By VAHVA Fitness on December 1, 2019
Mobility and stability push ups for amazing upper body development. Turn the conventional push up into a different kind of beast.
You can use the push up to target many different parts of the upper body which makes it amazingly versatile exercise with a lot to offer.
You can use the push up to target the front deltoids by placing the arms near the hips. You can target the triceps by bringing the hands together but keeping them near your chest or head level.
You can target the outer chest by using a wide hand placement. The inner chest is worked with a shoulder width grip where you focus on squeezing the chest. We covered many variations in this video where we even go through how to target the upper chest.
You can even work the scapula (shoulder blades) with the push ups and target many of the back muscles and rear deltoids by utilizing the antagonist activation principle.
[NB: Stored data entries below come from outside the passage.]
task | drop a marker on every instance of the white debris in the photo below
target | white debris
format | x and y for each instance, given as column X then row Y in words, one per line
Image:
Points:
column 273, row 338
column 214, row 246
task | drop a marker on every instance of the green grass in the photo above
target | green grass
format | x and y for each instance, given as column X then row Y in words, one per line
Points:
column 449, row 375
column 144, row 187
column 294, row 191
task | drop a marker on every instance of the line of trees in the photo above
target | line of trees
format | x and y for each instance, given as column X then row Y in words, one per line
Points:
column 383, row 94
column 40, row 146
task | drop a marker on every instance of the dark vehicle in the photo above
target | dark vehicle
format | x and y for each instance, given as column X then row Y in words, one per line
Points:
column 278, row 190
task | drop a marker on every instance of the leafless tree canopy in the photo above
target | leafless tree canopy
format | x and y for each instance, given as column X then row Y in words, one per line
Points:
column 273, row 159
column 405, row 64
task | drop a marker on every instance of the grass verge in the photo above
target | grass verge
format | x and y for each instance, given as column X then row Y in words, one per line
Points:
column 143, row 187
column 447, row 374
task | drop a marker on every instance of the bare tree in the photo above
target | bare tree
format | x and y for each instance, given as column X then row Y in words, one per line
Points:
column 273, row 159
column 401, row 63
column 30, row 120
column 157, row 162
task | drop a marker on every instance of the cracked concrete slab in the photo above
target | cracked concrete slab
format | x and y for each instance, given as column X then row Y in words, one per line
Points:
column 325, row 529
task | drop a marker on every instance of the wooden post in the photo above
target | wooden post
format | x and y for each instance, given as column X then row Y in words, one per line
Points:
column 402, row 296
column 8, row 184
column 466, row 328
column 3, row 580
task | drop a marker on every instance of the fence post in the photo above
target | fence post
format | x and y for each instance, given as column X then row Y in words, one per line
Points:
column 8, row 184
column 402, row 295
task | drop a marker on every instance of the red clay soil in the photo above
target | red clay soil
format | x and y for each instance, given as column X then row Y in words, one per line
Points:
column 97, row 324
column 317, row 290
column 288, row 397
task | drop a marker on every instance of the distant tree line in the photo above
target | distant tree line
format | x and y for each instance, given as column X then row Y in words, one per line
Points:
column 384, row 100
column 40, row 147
Scapula = Shoulder blades.
For example, when you shrug "shoulders to your ears" you are moving the scapula and this is called scapula elevation. The shoulder blades can move in all directions.
Initially the push up looks like a simple exercise but once you understand the body on a deeper level and see the depth of your physique, you will realize that there are many moving parts involved in a simple push up pattern.
You can isolate various parts of the body effectively ONLY IF you learn how to stabilize the parts of the body that you DO NOT want to move. Easier said than done but we can teach you how.
In this video and article we will take a look at the two main push up variations everyone should master: mobility push up (Phase 1 of Athlete 20XX) and stability push up (Phase 2 of Athlete 20XX).
Mobility push up utilizes the maximal range of motion of the push up by fully moving the scapula (shoulder blades) forward and back in different phases of the repetition.
For example, in the regular push up the cue is to keep the scapula stable but most people never keep it as stable as it should be (hence why the second exercise called stability push up should be mastered).
Moving the scapula and flexing the upper back does take a bit away from the chest and shoulders but what you will lose there you will gain in strength and mobility of your scapula and shoulders.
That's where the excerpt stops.